Un album intrinsecamente personale, intimo, il cui titolo non funge assolutamente da accessorio involontario. I suoi testi racchiudono i racconti di vita di Simone e Abdel e di nessun altro.
Paradossalmente però, sono capaci di evocare un sentimento comune e tanti, dando vita a una narrazione universale in grado di rappresentare con estrema efficacia lo stato emotivo di ogni ventenne a prescindere dalla generazione. Ragazzi di cenere, quarto brano del disco, è il più evidente manifesto di tutto questo.
Il cammino di ritorno è innanzitutto un racconto multiculturale in cui tanti possono riconoscersi, dalla provincia alla grande città. Un melting pot di suoni e riferimenti, costruito intorno al rap delle origini, ma senza la paura di osare e uscire dalla propria confort zone. Un solo featuring, nel singolo Mes Freres, nata a metà strada tra Marsiglia e Montpellier. Quattro skit parlati e accuratamente curati nella loro interpretazione vocale anche grazie alla collaborazione con l’attore Roberto Magnani, a intervallare la narrazione del disco, parlando in maniera diretta all’ascoltatore.

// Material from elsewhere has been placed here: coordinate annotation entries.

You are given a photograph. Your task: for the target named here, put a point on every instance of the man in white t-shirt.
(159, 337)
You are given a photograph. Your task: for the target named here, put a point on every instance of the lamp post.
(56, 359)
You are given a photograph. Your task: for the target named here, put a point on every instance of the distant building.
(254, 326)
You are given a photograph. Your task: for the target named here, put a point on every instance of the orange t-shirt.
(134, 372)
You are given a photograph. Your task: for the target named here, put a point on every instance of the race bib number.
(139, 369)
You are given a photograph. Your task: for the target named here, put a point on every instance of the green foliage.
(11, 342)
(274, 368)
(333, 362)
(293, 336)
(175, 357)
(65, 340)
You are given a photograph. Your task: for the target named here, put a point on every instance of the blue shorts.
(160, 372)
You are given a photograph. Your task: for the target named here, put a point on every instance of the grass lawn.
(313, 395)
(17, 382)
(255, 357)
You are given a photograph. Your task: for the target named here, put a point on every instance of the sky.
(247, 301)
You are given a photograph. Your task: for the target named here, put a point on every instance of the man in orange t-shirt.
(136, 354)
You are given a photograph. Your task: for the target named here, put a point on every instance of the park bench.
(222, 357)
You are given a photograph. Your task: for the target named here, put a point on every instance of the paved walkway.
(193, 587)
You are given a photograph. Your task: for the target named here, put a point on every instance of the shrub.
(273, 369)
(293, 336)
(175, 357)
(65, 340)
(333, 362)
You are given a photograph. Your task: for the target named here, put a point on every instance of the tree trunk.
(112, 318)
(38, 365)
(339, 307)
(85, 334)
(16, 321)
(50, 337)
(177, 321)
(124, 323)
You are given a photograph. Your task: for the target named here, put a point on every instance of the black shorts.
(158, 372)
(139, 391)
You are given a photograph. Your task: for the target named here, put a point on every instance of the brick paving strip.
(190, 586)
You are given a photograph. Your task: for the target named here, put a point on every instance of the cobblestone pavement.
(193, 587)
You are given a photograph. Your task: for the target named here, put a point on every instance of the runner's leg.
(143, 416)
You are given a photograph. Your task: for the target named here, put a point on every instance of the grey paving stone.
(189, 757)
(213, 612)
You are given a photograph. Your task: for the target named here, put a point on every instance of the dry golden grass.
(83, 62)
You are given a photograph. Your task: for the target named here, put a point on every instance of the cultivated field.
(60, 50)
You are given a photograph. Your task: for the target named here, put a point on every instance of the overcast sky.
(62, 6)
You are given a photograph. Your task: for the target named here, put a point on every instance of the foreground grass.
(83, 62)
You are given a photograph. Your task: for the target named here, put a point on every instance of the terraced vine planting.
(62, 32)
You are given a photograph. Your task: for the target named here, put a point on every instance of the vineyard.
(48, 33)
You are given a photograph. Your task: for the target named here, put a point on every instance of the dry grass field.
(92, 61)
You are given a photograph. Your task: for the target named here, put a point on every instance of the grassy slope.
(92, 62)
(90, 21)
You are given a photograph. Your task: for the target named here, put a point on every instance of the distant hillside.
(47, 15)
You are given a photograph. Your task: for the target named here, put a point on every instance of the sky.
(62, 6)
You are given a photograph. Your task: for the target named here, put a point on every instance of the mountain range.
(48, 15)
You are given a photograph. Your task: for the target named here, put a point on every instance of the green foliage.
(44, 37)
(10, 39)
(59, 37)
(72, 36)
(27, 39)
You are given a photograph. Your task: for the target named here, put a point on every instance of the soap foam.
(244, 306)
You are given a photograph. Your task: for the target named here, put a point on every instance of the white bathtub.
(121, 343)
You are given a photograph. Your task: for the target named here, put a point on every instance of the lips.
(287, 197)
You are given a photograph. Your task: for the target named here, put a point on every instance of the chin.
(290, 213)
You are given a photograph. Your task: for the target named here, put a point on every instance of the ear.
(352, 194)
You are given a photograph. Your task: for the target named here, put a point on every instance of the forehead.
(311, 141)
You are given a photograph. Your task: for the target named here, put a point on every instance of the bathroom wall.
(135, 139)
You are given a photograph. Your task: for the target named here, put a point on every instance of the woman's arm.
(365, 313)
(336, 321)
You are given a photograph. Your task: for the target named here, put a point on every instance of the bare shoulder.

Pochi giorni fa ho incontrato Simone e Abdel a casa loro, in quella Ravenna bollente e rumorosa di metà estate. Assieme ad un’altra decina di persone sono impegnati da settimane nell’organizzazione logistica e creativa dell’ottava edizione dell’Under Festival che si terrà in varie location della provincia a partire da venerdì 29 luglio. Abbiamo chiacchierato vivacemente per quasi due ore e racchiudere quanto ci siamo detti in queste righe non è stato affatto facile. Ci ho provato, spaziando tra quelli che sono gli assi portanti su cui si fonda Il cammino di ritorno: il disagio e lo smarrimento adolescenziale, l’incertezza dell’età e al tempo stesso il coraggio dei vent’anni, il francese, le esperienze vissute, i giudizi sul futuro, quella teatralità trasportata in musica che fa risuonare alcuni pezzi unici nel loro genere. Buon viaggio.
Ciao ragazzi e benvenuti su lacasadelrap.com! Inizierei dal principio: come e quando è nata la vostra collaborazione?
Semola (S): Il sodalizio tra noi due, umano e artistico, è nato circa tre anni fa, tramite alcune amicizie in comune e si è andato poi a sviluppare in maniera molto “urban”. Verso la fine del primo loockdown, a inizio estate 2020, il nostro primo disco era finito, registrato per intero in un garage in due giorni. Ancora non avevamo delineato un titolo ma eravamo praticamente pronti ad una pubblicazione immediata e indipendente.
A progetto completato, Lanfranco – in arte Moder -, che per primo ha puntato su di me e che personalmente considero il mio mentore artistico, ascolta il disco e nota contemporaneamente un buon potenziale, ma anche tanta inesperienza e precocità.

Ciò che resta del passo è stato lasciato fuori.